Searching array and searching
std::setandstd::unrodered_setscales differently to size of data. For small data set simple array will be fates since its simple implementation and optimal access to memory. As data size grow time complexity ofstd::findfor array will grow asO(n)on other hand slowerstd::settime to find item will grow asO(log n)and forstd::unordered_setit will be constant timeO(1). So for small amount of data array will be fastest, for medium sizestd::setis the winner and if amount of data will be largestd::unordered_setwill be best.Take a look on this benchmark example which uses google benchmark.
您不是在衡量效率,而是在衡量性能。而且这样做很糟糕。
env> env中的地址空间随机化或仅不同的用户名或其他变量的效果对速度的影响约为40%。这不仅仅是-O0和-O2之间的差异。您只能测量一个单个系统,其中一个单个地址空间布局10000000次。这使得无意义的价值。但是,您仍然设法弄清楚16 int的任何尝试都比仅仅看待所有尝试都会表现更糟糕的尝试。在单个缓存线路中进行简单的线性搜索(如果布局不良,更有可能的话,则只是两个)只是最好的方法。
现在,使用10000000 INT重试,运行二进制1000次。如果您使用布局随机器将布局的事故排除在时间安排之外,更好。

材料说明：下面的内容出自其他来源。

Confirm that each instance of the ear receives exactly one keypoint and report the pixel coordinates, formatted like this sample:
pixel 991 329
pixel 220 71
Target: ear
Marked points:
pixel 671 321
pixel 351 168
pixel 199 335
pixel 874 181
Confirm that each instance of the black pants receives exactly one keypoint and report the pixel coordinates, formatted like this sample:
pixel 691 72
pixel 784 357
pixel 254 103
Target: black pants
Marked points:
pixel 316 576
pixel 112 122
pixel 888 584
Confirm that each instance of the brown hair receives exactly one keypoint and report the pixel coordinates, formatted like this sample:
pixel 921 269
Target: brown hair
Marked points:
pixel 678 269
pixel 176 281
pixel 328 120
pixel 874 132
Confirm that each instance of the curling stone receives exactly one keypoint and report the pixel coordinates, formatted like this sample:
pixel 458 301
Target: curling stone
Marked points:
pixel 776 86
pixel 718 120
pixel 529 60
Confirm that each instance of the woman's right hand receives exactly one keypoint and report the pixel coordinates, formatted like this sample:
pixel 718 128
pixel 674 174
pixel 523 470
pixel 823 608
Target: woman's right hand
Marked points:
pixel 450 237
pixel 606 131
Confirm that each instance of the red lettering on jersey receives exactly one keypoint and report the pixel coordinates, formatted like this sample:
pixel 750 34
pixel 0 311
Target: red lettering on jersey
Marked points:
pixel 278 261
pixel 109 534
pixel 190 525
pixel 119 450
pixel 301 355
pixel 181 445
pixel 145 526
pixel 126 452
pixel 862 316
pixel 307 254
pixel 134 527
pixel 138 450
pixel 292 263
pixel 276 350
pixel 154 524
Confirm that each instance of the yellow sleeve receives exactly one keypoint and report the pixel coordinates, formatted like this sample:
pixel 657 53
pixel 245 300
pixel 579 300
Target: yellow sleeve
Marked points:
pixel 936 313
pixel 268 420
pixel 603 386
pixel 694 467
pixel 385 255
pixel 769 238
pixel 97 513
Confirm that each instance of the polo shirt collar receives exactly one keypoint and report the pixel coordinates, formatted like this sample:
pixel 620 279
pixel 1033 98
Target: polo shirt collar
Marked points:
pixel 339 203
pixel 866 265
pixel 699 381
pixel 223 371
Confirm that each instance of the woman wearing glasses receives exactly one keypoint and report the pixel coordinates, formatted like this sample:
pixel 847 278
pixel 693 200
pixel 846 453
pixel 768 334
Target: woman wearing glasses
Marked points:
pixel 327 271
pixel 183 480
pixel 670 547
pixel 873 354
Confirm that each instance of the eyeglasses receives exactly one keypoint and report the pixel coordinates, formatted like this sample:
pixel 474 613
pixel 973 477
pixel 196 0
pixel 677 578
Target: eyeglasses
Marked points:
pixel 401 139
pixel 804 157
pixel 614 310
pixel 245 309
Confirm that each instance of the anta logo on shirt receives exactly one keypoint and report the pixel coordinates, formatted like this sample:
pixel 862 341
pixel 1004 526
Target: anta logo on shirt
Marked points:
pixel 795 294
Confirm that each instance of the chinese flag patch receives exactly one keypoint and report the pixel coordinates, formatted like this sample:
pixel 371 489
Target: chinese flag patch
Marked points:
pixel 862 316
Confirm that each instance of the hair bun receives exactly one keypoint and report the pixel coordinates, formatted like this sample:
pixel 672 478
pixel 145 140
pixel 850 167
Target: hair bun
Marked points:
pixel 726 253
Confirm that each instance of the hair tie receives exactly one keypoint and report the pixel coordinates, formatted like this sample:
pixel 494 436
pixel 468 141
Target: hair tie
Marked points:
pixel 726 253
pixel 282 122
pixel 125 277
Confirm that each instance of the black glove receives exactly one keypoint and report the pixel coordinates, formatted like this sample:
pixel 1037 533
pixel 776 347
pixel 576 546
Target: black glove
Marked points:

注意:iirc的排序极限,其中有气泡排序的数组最好在32到64个int之间,并且发现更简单。
You are not measuring efficiency, you are measuring performance. And doing so badly.
The effect of address space randomization or just different usernames or other variable in
envhas up to about 40% effect on speed. That's more than the difference between -O0 and -O2. You are only measuring one single system with one single address space layout 10000000 times. That makes the value about meaningless.And yet you still manage to figure out that for 16 ints any attempt to be better than just looking at all of them will perform worse. A simple linear search in a single cache line (or two if the layout is bad, more likely) is just simply the best way.
Now try again with 10000000 ints and run the binary 1000 times. Even better if you use a layout randomizer to truly exclude accidents of the layout from the timing.
Note: Iirc the limit for sort where an array with bubble sort is best is somewhere between 32 and 64 ints and find is even simpler.